Darren Hoyt is lead designer and front-end developer for Readability and other Arc90 projects. Follow him on Twitter.

2 Responses »

  1. So I find obnoxious advertising as problematic as the next web user. So I applaud Readability for working towards a solution.

    However, I’m not sure I like the implications of this. Journalists need to make money, and advertising is the way they do it, so whats going to feed these intrepid vigilantes of truth and press when Readability erases ad revenue?

    I get the feeling consumers will have to pay for content, not bad but some conflict of interest. Maybe corporations will sponsor journalists, nothing can go wrong there can it? Government run newspapers?

    So two questions:

    Are journalists really on board with this?

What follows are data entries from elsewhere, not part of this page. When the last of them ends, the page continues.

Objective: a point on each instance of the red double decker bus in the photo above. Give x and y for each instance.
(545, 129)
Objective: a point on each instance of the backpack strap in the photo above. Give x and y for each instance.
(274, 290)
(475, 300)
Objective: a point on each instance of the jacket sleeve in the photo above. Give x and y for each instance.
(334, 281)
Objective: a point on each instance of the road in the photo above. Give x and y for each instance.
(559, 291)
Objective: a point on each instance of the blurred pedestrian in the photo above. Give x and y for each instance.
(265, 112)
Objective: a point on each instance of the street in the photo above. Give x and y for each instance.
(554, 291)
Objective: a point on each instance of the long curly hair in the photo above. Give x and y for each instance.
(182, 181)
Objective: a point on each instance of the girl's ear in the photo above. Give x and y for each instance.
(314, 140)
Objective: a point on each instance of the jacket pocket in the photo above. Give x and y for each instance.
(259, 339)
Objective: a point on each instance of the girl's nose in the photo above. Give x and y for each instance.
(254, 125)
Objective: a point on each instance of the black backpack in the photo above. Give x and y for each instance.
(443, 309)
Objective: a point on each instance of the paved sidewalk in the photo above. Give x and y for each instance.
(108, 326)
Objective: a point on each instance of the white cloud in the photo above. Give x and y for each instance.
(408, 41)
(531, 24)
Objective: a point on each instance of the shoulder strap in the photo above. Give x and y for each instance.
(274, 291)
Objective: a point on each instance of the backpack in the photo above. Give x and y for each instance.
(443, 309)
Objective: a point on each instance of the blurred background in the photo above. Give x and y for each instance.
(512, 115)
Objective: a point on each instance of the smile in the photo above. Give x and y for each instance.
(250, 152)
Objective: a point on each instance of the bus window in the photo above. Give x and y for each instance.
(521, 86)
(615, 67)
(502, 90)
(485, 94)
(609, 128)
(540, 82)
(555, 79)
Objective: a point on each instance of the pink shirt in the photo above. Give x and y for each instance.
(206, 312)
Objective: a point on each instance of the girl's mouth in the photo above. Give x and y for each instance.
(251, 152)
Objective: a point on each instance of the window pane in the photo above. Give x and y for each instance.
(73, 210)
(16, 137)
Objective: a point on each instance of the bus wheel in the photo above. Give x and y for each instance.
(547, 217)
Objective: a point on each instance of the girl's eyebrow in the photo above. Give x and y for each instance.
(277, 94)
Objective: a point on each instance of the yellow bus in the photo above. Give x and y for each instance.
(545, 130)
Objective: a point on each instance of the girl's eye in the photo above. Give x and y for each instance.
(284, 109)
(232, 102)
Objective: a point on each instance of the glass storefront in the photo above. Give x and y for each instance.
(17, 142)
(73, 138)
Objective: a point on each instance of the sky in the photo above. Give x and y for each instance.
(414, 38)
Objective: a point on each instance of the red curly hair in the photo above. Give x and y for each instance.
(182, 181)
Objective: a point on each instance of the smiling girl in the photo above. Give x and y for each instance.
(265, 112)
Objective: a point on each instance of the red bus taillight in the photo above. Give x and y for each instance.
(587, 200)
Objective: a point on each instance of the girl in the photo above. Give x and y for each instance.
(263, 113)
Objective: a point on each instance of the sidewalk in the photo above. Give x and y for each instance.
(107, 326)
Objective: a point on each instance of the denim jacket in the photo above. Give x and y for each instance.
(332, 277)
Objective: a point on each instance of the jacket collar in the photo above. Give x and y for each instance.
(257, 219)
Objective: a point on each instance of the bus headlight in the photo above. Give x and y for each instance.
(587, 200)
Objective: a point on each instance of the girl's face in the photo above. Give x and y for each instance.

    What going to replace (realistically) current revenue models for blogs and newspapers?

    Thanks!

  2. Hi, Paul. As we have said elsewhere, the reinvention of publishing will require many steps forward, both large and small. We believe Readability is one such step in the right direction: of reading on readers’ own terms.

    Readability was created to allow readers to contribute to the writing—and the writers and publishers—they most want to support, so our principles are baked right into the service. It’s also why we’re proud to count among our advisory board stalwarts from different corners of the publishing industry.

    I’d encourage you to peruse the press coverage we’ve received over the years—better yet, try reaching out to journalists you know and see what they have to say. We think it’s time to expand the conversation—and rethink the reader-writer relationship.